Middle-east Arab News Opinion | Asharq Al-awsat

Yemen says Kills Rebel Chiefs, Rebels Blame Saudi | ASHARQ AL-AWSAT English Archive 2005 -2017
Select Page

SANAA, (Reuters) – Yemen said on Friday it had killed three rebel leaders in fighting in the north, while the Shi’ite rebels accused Saudi Arabia of backing the government.

“Three terrorist rebel leaders met their deaths in an army operation in the Malahidh area of Saada province,” a military statement said, naming the men killed on Thursday as Jarallah Mohammed Ismail, Ali Abd-Rabbo Jabal and Abdelaziz al-Uraimi.

The statement said the army had deployed a unit of snipers in the mountainous territory bordering Saudi Arabia, the world’s biggest oil producer and a strong ally of Yemen.

Last month fresh fighting erupted between Zaydi Shi’ite Muslims in the Saada region and government forces trying to impose central authority. The conflict first broke out in 2004.

The rebels issued a video of mortars that bore Saudi emblems, seized from an army unit. An earlier video recording appeared to show government troops captured in the Maran region.

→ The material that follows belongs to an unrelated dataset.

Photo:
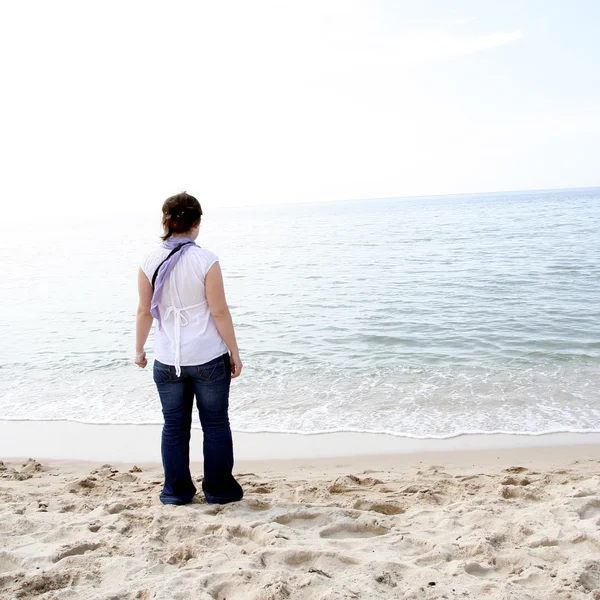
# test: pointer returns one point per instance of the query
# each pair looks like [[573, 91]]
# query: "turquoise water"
[[425, 317]]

“We are placing before everyone the fact of direct Saudi support that we have talked about,” a rebel statement issued on Thursday said.

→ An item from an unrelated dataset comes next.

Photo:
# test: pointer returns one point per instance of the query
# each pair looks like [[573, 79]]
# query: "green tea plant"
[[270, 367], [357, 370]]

“The regime has ceded sovereignty … and delivered the country to foreign interests.”

The rebels accuse Saudi Arabia, whose Wahhabi Islam regards Shi’ites as virtual heretics, of backing the government, while the government sees an Iranian hand behind the rebels.

Sanaa says the rebels want to restore a Shi’ite state overthrown in the 1960s and last week summoned the Iranian ambassador over Iranian media’s coverage of the fighting.

The group wants more autonomy, and opposes the spread of Saudi-influenced Sunni fundamentalism and the ruling party of veteran Yemeni President Ali Abdullah Saleh, who visited Saudi Crown Prince Sultan in Morocco this week.

Saudi Arabia is worried the instability in Yemen, which also faces al Qaeda violence and a southern secession movement, could allow militants to revive operations in Saudi Arabia.

The government denied the charges of Saudi involvement.

Information about the conduct of the war has been hard to verify since northern provinces have been closed to media.

More than 100,000 people, many of them children, have fled their homes during the surge in fighting, a U.N. agency said last month.

U.N. agencies have launched an appeal in Geneva for $23.5 launched to help Yemen.